Pendant que les pompiers combattent les flammes et que des milliers de familles quittent leur maison dans l’urgence, certains semblent voir dans les quartiers évacués une occasion de voler. Deux interpellations survenues en Gironde illustrent cet angle mort des incendies : la nécessité de protéger les habitations désertées contre ceux qui cherchent à tirer profit du malheur collectif.
Samedi 25 juillet, peu après 18 heures, une patrouille chargée de sécuriser Eysines, commune en grande partie évacuée, a contrôlé un homme stationné devant une propriété privée. Les policiers ont découvert dans son véhicule 44 bouteilles de grands crus. Déjà connu des services de police et de justice, il a été placé en garde à vue, soupçonné d’avoir commis un vol par effraction dans une habitation évacuée. Une source policière a qualifié le préjudice d’« important », sans le chiffrer.

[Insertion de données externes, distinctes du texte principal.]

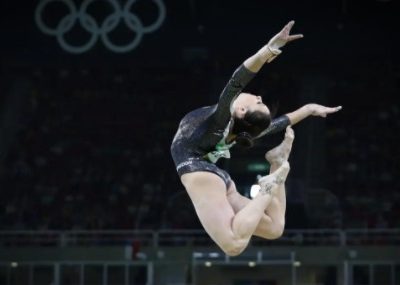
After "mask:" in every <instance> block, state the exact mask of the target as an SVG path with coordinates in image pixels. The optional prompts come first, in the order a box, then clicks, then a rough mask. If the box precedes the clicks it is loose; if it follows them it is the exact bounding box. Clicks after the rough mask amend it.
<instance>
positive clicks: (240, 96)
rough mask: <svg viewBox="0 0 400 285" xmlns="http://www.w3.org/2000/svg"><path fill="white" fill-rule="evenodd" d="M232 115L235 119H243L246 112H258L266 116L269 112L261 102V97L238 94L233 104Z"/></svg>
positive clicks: (253, 95)
mask: <svg viewBox="0 0 400 285" xmlns="http://www.w3.org/2000/svg"><path fill="white" fill-rule="evenodd" d="M232 107H233V110H232V115H233V117H235V118H238V119H241V118H243V117H244V116H245V115H246V113H247V112H254V111H259V112H262V113H265V114H267V115H269V114H270V111H269V109H268V107H267V105H265V104H264V103H263V101H262V98H261V96H255V95H253V94H249V93H240V94H239V96H238V97H237V98H236V99H235V101H234V102H233V105H232Z"/></svg>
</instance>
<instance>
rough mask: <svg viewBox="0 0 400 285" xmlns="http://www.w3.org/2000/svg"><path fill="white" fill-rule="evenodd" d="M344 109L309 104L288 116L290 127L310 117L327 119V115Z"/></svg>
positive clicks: (293, 112) (288, 113)
mask: <svg viewBox="0 0 400 285" xmlns="http://www.w3.org/2000/svg"><path fill="white" fill-rule="evenodd" d="M341 109H342V106H337V107H325V106H322V105H318V104H307V105H304V106H303V107H301V108H299V109H297V110H296V111H293V112H291V113H288V114H286V116H287V117H288V118H289V121H290V125H292V126H293V125H295V124H297V123H298V122H300V121H301V120H304V119H305V118H307V117H309V116H316V117H323V118H325V117H326V116H327V115H329V114H332V113H336V112H338V111H340V110H341Z"/></svg>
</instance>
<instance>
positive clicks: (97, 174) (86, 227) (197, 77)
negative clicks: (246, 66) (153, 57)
mask: <svg viewBox="0 0 400 285" xmlns="http://www.w3.org/2000/svg"><path fill="white" fill-rule="evenodd" d="M373 71H374V68H373V67H371V68H370V69H369V70H368V71H364V72H363V73H361V74H359V75H357V76H359V77H360V78H359V79H360V80H359V81H357V83H356V84H355V83H354V81H353V80H354V79H355V78H354V77H355V76H356V75H349V78H345V77H335V75H334V74H332V82H333V84H332V86H330V88H331V89H330V91H329V92H331V93H332V94H328V95H329V96H335V95H334V94H338V93H340V94H342V96H343V98H347V100H348V101H346V102H344V103H343V105H345V106H344V107H345V108H344V109H343V112H342V113H341V115H340V116H337V117H336V119H335V120H330V121H329V124H328V125H327V127H326V133H325V134H322V135H325V136H326V143H327V149H328V151H327V153H326V160H327V163H328V165H329V173H328V182H327V185H323V187H324V188H326V189H329V193H330V196H332V197H334V198H333V199H334V200H335V201H337V202H338V208H339V211H340V215H339V216H338V217H336V218H335V219H339V221H336V222H332V223H330V224H328V225H329V227H336V228H337V227H340V228H392V227H397V228H399V227H400V191H399V189H400V183H399V182H398V180H397V176H398V174H399V173H400V169H399V157H398V156H399V152H398V151H395V150H396V146H397V145H399V143H400V139H399V136H398V134H397V133H398V131H399V127H400V126H399V124H400V110H399V106H398V105H395V104H392V103H390V102H386V101H385V99H384V98H385V96H386V98H390V96H392V95H393V94H396V92H397V93H398V90H399V86H396V85H395V84H393V80H392V81H390V82H389V83H388V82H385V81H384V82H381V81H372V79H373V75H374V73H373ZM110 74H112V75H110ZM215 74H216V71H215V68H211V67H208V66H203V67H200V68H199V69H193V68H185V67H179V68H178V67H177V68H176V69H171V68H170V67H169V68H168V69H163V68H158V69H152V68H149V69H140V70H135V69H134V68H131V69H120V70H118V69H116V70H112V71H110V70H105V69H101V68H100V69H87V70H85V69H78V70H74V69H71V68H65V69H51V68H50V69H44V68H43V69H39V68H38V69H35V70H33V71H31V73H30V77H31V78H29V80H30V81H31V83H32V84H31V90H30V91H29V93H30V94H29V98H28V99H27V101H26V106H27V107H26V108H24V109H23V113H22V114H21V115H20V116H19V122H18V126H19V130H18V132H17V135H16V137H15V138H14V139H13V143H12V145H11V147H10V148H9V149H8V151H7V155H6V157H5V159H4V162H3V163H4V167H3V170H2V172H1V173H0V188H1V199H0V206H1V208H0V211H1V213H0V228H1V229H2V230H30V229H36V230H46V229H55V230H57V229H75V230H80V229H82V230H84V229H88V230H90V229H96V230H101V229H188V228H190V229H193V228H200V224H199V222H198V220H197V218H196V216H195V213H194V210H193V207H192V204H191V203H190V201H189V199H188V198H187V196H186V193H185V191H184V189H183V187H182V185H181V184H180V182H179V178H178V176H177V174H176V172H175V168H174V165H173V162H172V159H171V157H170V153H169V147H170V143H171V141H172V138H173V135H174V133H175V130H176V128H177V125H178V123H179V120H180V118H181V117H182V116H183V115H184V114H185V113H186V112H187V111H189V110H192V109H194V108H197V107H200V106H203V105H206V104H207V103H210V104H211V103H212V102H215V100H216V98H217V97H216V96H218V94H217V95H215V94H214V95H212V94H211V93H213V92H218V90H219V88H222V87H223V82H224V80H216V79H215V77H216V76H215ZM217 75H218V74H217ZM224 76H225V74H224ZM224 76H220V77H222V78H224ZM368 76H369V77H370V78H368ZM391 76H393V75H391ZM273 80H275V81H276V82H275V83H276V85H279V83H281V85H284V84H285V82H286V80H287V79H285V78H284V77H282V78H279V77H277V78H274V79H273ZM221 82H222V83H221ZM394 82H396V81H394ZM397 82H398V81H397ZM221 84H222V85H221ZM288 88H290V87H288ZM216 90H217V91H216ZM382 90H384V91H382ZM346 92H347V93H346ZM385 92H386V93H385ZM383 93H384V94H383ZM385 94H386V95H385ZM347 95H349V96H348V97H346V96H347ZM383 95H385V96H383ZM349 98H350V99H349ZM351 98H353V99H351ZM354 98H357V99H354ZM233 159H234V158H233ZM292 187H294V186H292ZM304 191H306V190H304ZM290 207H291V203H290V201H288V208H290ZM326 211H329V209H326ZM288 218H290V216H289V217H288ZM288 224H290V225H291V227H292V228H309V227H319V228H322V227H326V226H327V224H315V223H314V224H313V225H310V224H307V219H305V220H301V219H300V220H297V221H296V222H290V221H289V223H288Z"/></svg>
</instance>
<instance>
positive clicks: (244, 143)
mask: <svg viewBox="0 0 400 285" xmlns="http://www.w3.org/2000/svg"><path fill="white" fill-rule="evenodd" d="M270 124H271V115H270V114H266V113H264V112H260V111H254V112H246V114H245V115H244V117H243V118H240V119H239V118H234V121H233V128H232V134H235V135H236V138H235V141H236V143H238V144H239V145H241V146H244V147H252V146H253V144H254V143H253V139H254V138H255V137H257V136H258V135H259V134H260V133H261V132H262V131H264V130H265V129H266V128H268V127H269V125H270Z"/></svg>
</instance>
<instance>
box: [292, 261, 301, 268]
mask: <svg viewBox="0 0 400 285" xmlns="http://www.w3.org/2000/svg"><path fill="white" fill-rule="evenodd" d="M293 266H294V267H300V266H301V262H300V261H298V260H296V261H293Z"/></svg>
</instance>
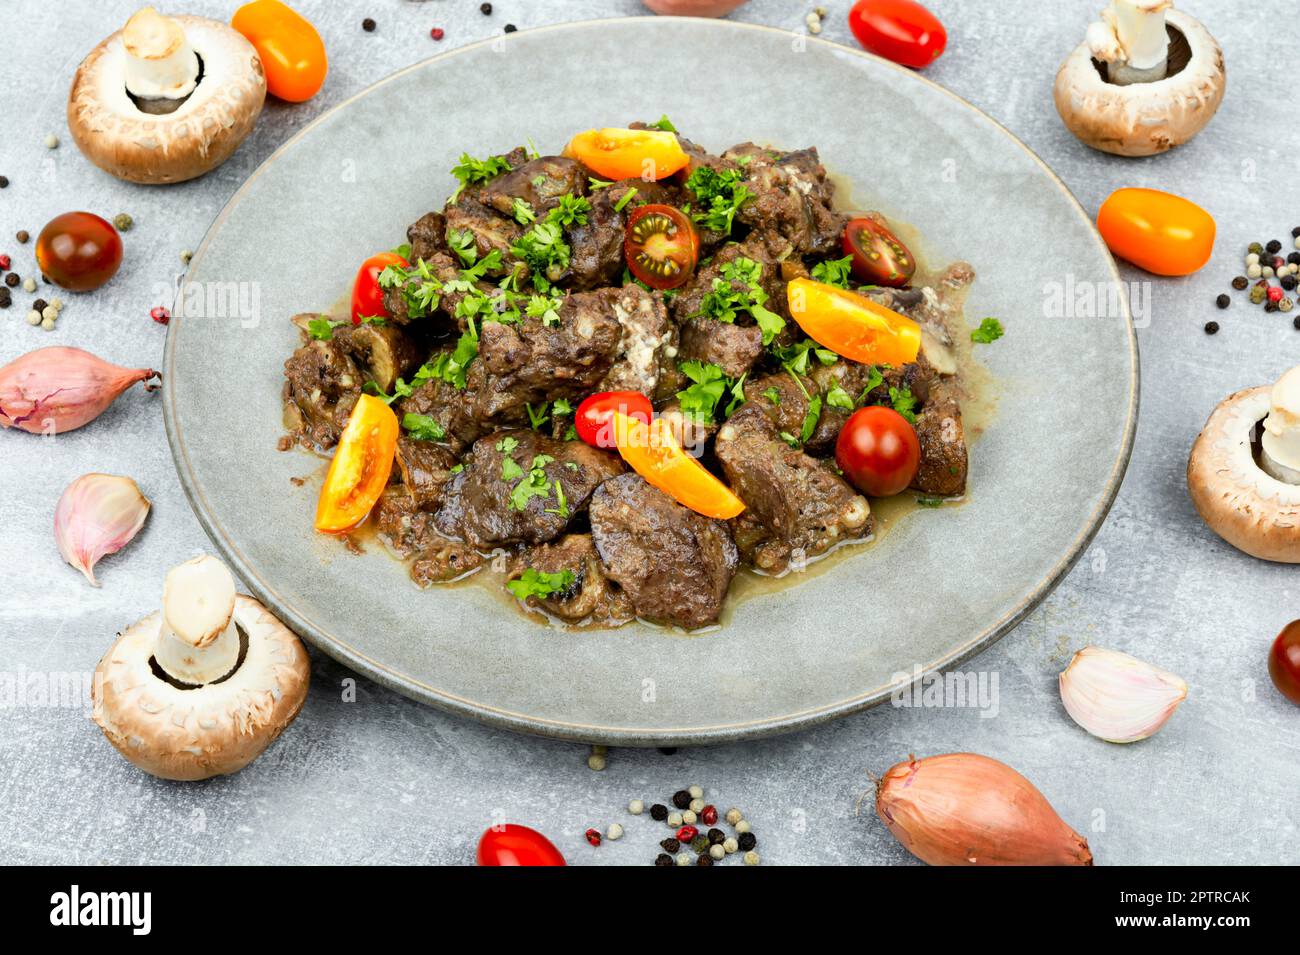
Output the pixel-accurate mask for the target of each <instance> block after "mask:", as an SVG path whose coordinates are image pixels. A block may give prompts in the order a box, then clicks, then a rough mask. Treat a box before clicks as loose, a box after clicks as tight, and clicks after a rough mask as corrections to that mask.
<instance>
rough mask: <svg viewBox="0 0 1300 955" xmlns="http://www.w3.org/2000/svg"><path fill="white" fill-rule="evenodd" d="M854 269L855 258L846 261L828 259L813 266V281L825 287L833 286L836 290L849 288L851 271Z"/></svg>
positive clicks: (844, 258) (843, 259) (839, 259)
mask: <svg viewBox="0 0 1300 955" xmlns="http://www.w3.org/2000/svg"><path fill="white" fill-rule="evenodd" d="M852 268H853V256H845V257H844V259H827V260H826V261H824V262H818V264H816V265H814V266H813V281H814V282H822V283H824V285H833V286H835V287H836V288H848V287H849V270H850V269H852Z"/></svg>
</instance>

Le lendemain, une femme a été interpellée à Saint-Médard-en-Jalles avec un sac contenant des bijoux, des appareils d’outillage et des objets de décoration dont elle ne pouvait justifier la provenance, selon la Police nationale. CNews, citant une source policière, précise qu’elle était âgée de 45 ans, de nationalité tunisienne, en situation irrégulière et interpellée pour recel de vol. L’origine exacte des objets et le montant d’un éventuel préjudice restent à établir.
Des maisons exposées à la convoitise
Le ministère de l’Intérieur fait état de 220 000 personnes évacuées préventivement en Gironde depuis le déclenchement du feu, le 22 juillet. Derrière elles restent des maisons quittées dans la précipitation, avec des biens personnels que leurs occupants n’ont pas toujours pu emporter.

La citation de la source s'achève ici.